Моя угроза на Витю неожиданно подействовала, он что-то пробурчал под нос, запихнул руки в карманы брючек и обиженно дематериализовался.
Я забрался по главной лестнице, с которой новенькая содрала красную дорожку, на последний этаж Храма Новой Армии Спасения и встал около тяжелых двойных дверей кабинета капеллана. Оттуда такой скрип! – это капеллан гимны свои пишет. Писал он всегда пером и только пером. Не знаю уж где он достает эти индейский перья, не ворон же он ради них ощипывает, но
– Кто там? – спросил капеллан из-за двери.
– Судьба стучится в дверь! – сообщил я, нажал бронзовую ручку, легонечко приотворил дверь и засунул голову в кабинет капеллана.
– Чегой-то? – удивился капеллан.
– Шутка, – объяснил я.
– Смешно, – согласился капеллан даже не улыбнувшись. – Зачем головой стоишь? Заходи, – пригласил он меня вовнутрь.
Я приотворил дверь еще на чуточку и вошел:
– Желали видеть, мой капеллан? – спросил я.
Но капеллан, кажется, меня не услышал, опять пером своим заскрипел.
Он сидит за столом покрытым зеленым, сильно замурзанным по краям сукном. На столе: стопка исписанной бумаги, стопка еще чистой, несколько скомканных листов тут и там, бронзовая чернильница, вечный календарь с термометром, стрелка которого издохла на нуле, пишущая машинка на самом углу и сам капеллан. Капеллан так мал для своего стола, что его почти и не видно: огромная голова капеллана, фальшивая рука капеллана с заправленным в нее пером, настоящая рука капеллана одними только пальцами да одно плечо с погончиком – вот и все, весь остальной капеллан где-то под крышкой. Да еще и огромадная пишущая машинка сильно его загораживает.

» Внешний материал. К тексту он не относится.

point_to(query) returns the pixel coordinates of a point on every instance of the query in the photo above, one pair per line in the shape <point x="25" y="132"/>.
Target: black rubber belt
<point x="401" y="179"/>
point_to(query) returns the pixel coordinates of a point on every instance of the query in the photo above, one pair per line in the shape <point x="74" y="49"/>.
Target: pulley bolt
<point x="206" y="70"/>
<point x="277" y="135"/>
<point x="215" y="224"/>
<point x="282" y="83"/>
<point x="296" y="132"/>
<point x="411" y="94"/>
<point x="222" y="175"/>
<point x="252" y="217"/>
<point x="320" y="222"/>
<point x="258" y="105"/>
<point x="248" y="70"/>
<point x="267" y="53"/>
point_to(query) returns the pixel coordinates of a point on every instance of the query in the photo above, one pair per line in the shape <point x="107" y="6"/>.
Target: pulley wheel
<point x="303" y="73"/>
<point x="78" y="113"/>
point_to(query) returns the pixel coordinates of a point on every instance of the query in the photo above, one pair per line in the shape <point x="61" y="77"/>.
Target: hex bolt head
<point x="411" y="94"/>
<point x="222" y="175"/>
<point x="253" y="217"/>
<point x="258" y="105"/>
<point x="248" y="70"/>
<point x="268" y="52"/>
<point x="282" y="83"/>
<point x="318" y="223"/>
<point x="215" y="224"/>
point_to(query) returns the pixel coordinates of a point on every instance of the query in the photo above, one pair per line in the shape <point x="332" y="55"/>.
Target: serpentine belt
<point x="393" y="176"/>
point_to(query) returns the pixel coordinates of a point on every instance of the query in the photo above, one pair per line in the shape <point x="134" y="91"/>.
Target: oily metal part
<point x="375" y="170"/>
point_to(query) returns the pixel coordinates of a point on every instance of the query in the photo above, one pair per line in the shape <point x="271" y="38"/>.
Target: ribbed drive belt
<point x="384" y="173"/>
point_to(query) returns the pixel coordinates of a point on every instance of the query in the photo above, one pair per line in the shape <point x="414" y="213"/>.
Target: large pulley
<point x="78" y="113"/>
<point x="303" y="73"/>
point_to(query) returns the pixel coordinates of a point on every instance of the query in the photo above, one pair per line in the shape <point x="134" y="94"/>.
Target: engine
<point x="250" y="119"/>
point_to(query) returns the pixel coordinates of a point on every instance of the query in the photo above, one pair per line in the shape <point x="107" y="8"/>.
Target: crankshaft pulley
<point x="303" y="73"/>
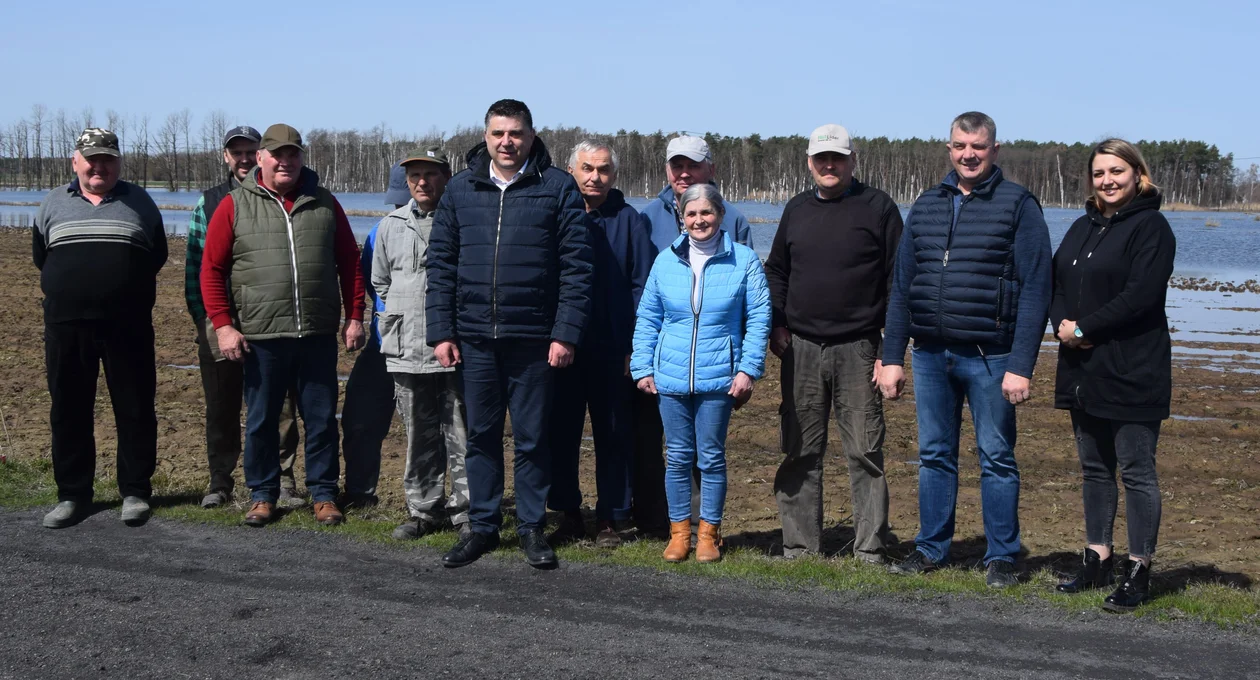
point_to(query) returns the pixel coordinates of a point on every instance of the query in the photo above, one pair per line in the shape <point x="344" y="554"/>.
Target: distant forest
<point x="174" y="153"/>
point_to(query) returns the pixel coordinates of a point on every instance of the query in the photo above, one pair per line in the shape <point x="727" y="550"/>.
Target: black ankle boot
<point x="1094" y="573"/>
<point x="1133" y="591"/>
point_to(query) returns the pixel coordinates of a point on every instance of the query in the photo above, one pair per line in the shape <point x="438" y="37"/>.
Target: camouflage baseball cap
<point x="431" y="154"/>
<point x="281" y="135"/>
<point x="97" y="141"/>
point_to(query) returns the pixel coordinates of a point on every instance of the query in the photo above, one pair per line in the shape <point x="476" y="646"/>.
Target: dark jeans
<point x="1104" y="445"/>
<point x="600" y="383"/>
<point x="270" y="368"/>
<point x="944" y="377"/>
<point x="223" y="383"/>
<point x="502" y="377"/>
<point x="366" y="416"/>
<point x="73" y="354"/>
<point x="815" y="380"/>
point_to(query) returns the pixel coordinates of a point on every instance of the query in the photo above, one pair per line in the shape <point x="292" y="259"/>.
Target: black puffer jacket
<point x="513" y="263"/>
<point x="1111" y="278"/>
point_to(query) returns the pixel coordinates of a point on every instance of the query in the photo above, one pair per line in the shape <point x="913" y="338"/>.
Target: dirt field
<point x="1207" y="467"/>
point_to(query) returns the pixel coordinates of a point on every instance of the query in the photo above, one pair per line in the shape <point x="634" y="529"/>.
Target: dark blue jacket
<point x="621" y="241"/>
<point x="972" y="270"/>
<point x="509" y="265"/>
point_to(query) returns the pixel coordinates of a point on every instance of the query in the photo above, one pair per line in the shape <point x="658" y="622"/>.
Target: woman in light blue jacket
<point x="699" y="343"/>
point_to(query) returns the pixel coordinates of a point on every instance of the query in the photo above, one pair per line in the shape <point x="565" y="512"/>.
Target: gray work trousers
<point x="817" y="379"/>
<point x="431" y="406"/>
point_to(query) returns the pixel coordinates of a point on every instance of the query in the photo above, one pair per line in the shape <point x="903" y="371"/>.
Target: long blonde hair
<point x="1129" y="154"/>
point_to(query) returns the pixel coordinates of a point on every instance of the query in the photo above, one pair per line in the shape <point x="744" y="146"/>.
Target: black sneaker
<point x="538" y="554"/>
<point x="916" y="563"/>
<point x="1001" y="574"/>
<point x="469" y="549"/>
<point x="571" y="529"/>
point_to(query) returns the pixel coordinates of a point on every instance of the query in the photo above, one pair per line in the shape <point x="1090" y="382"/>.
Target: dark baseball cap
<point x="281" y="135"/>
<point x="97" y="141"/>
<point x="431" y="154"/>
<point x="242" y="131"/>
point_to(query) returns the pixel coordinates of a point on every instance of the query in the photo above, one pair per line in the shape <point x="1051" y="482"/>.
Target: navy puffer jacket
<point x="513" y="263"/>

С машинкой с этой вышла однажды приподлая штука. Где он ее нашел или она здесь уже была, этого я не знаю, но придумал капеллан тогда хорошо. Он придумал печатать свои гимны левой, настоящей рукой. Это было бы очень кстати, потому что пишет капеллан своей фальшивой как курица лапой и даже хуже, чем курица лапой, а левой, настоящей писать совсем не умеет. Но пишущая машинка, как, кажется, и все на белом свете отказалась работать как следует. Капеллан нажимал на А, а на заправленном в машинку листе отпечатывалась Б. Он нажимал на Б, а на листе появлялась А. С другими буквами – та же история; а знаки препинания перепутались с цифрами – и это просто доконало капеллана. Капеллан тогда водил в свой кабинет всех мальчиков по очереди, а некоторых так и по нескольку раз, демонстрировал каждому машинку и то, что она не работает, нажимал на разные клавиши, придирчиво проверял и каждый раз оказывалось, что она печатает совсем не то, что надо, а он возмущено спрашивал:
– Да что же это?! Да как так-то?! – будто бы кто-нибудь мог бы ему ответить.
Машинку же капеллан никуда не убрал, так и стоит она у него зачем-то на столе – затем разве, что может быть капеллан иногда и время от времени проверяет не заработала ли?
Впрочем, это все дела давно минувших дней, сейчас капеллан сидит будто меня здесь нет и что-то строчит там у себя.
Капеллан высовывает кончик своего языка от усердия, кусает его, отчего тот белеет, скрипит по бумажному листу пером и что-то шепчет тихонечко почти как про себя, время от времени тыкает кончиком пера в чернильницу, обстукивает его о ее край и снова пишет, и снова шепчет. Вдруг капеллан оторвался от письма, задрал голову и устремил свой взгляд куда-то туда, где противоположная от него стена встречается с потолком, и закаменел. Посидел так, посидел, вдруг ожил, почесал свой нос кончиком пера, снова потыкал в чернильницу, обстучал о ее край, тук-тук-тук, и снова пошел скрипеть: хрг-грм-трк. Так вот что это такое у него на носу: никакая это не муха, это он себе нос, оказывается, пером чешет, когда сочиняет свои гимны.